Appartenenza… è solo una partenza,
la méta vera si chiama Vita… Differenza.
“Uguali e Differenti”…
di abilità, di genere, di cultura
L’indicazione è al bivio:
“Bene Comune” “Incontro” ed anche “Vicinanza”.
Omologarci? Riconosciamoci invece…
Creiamo dialogo, ponti.
Urgono slarghi, piazze, centri diurni, asili per stranieri…
persone al centro. Progetti di gran cuore.
Luoghi interiori, culle per molti incontri,
per riciclar risorse, scambiare preziosi saperi,
per riconoscerci amici.
Leda Cossu
Viviamo tempi di grandi cambiamenti, sperimentiamo il bisogno di appartenenza, sicurezza, l’identità è un valore…. uno spazio di confine fra noi e gli altri… da rendere vitale ogni giorno anziché con la difesa e il conflitto con l’apertura, il dialogo, l’incontro, una convivenza non solo civile, anche amorevol
14 Febbraio 2012 alle 10:44
Gentile dr Stigliz,
ringraziandola per l’attenzione, mi permetto di farle notare la circolarità logica del Suo ragionamento. Se l’”identità sarda” è il risultato di una commistione di tante identità (mi permetta di riassumere così la metafora della strada) si danno due casi: o è possibile definire compiutamente le altre identità (cosa che contesto a meno di smentita, poiché ogni identità è meticcia) oppure no. Propendo per il secondo, da cui deriva come l’identità sia individuale, non collettiva, come per l’appunto conclude Maalouf.

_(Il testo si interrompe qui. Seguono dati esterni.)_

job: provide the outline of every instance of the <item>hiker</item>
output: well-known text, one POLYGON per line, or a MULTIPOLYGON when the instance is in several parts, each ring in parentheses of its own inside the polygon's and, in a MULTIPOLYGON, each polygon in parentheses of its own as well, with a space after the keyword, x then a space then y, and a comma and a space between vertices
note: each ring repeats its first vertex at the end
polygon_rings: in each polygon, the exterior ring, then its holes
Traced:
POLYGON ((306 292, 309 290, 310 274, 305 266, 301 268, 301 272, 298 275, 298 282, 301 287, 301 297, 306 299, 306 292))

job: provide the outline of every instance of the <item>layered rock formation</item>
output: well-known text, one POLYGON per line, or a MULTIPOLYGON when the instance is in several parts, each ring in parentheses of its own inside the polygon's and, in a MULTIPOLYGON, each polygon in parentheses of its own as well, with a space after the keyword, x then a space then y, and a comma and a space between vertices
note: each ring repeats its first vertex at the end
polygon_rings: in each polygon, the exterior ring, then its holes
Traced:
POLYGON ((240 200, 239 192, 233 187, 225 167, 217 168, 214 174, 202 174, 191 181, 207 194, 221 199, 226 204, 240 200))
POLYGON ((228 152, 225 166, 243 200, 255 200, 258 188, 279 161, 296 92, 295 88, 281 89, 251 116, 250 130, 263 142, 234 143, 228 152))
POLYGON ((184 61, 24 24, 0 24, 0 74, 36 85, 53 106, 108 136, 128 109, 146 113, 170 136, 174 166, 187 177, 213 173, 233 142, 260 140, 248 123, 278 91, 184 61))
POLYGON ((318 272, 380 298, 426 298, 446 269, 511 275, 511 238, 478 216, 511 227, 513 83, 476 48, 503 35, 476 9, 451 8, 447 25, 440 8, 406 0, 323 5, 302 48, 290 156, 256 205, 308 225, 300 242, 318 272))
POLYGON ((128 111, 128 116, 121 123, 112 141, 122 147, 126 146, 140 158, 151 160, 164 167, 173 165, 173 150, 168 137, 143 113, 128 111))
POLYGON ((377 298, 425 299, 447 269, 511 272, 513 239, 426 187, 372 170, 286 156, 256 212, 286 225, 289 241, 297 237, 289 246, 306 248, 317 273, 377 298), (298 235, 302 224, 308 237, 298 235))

Il pericolo che segnalavo nel mio primo commento risiede nel tentativo (spesso strumentale) di definire invece un’identità collettiva (sarda o padana, il concetto è il medesimo: si arriva comunque, un’identità dopo l’altra, ad un’infinita catena di identità meticce) da cui il necessario ricorso allo stereotipo (i sardi sono quelli che violentano le donne, come dice un giudice tedesco?).
In altre parole, mi pare di scorgere l’impossibilità di definire l’identità collettiva senza cadere in un riferimento circolare o, questo è davvero il pericolo, negli stereotipi. Insomma, in definitiva, colgo nell’identità un possibile succedaneo della razza e ciò preoccupa.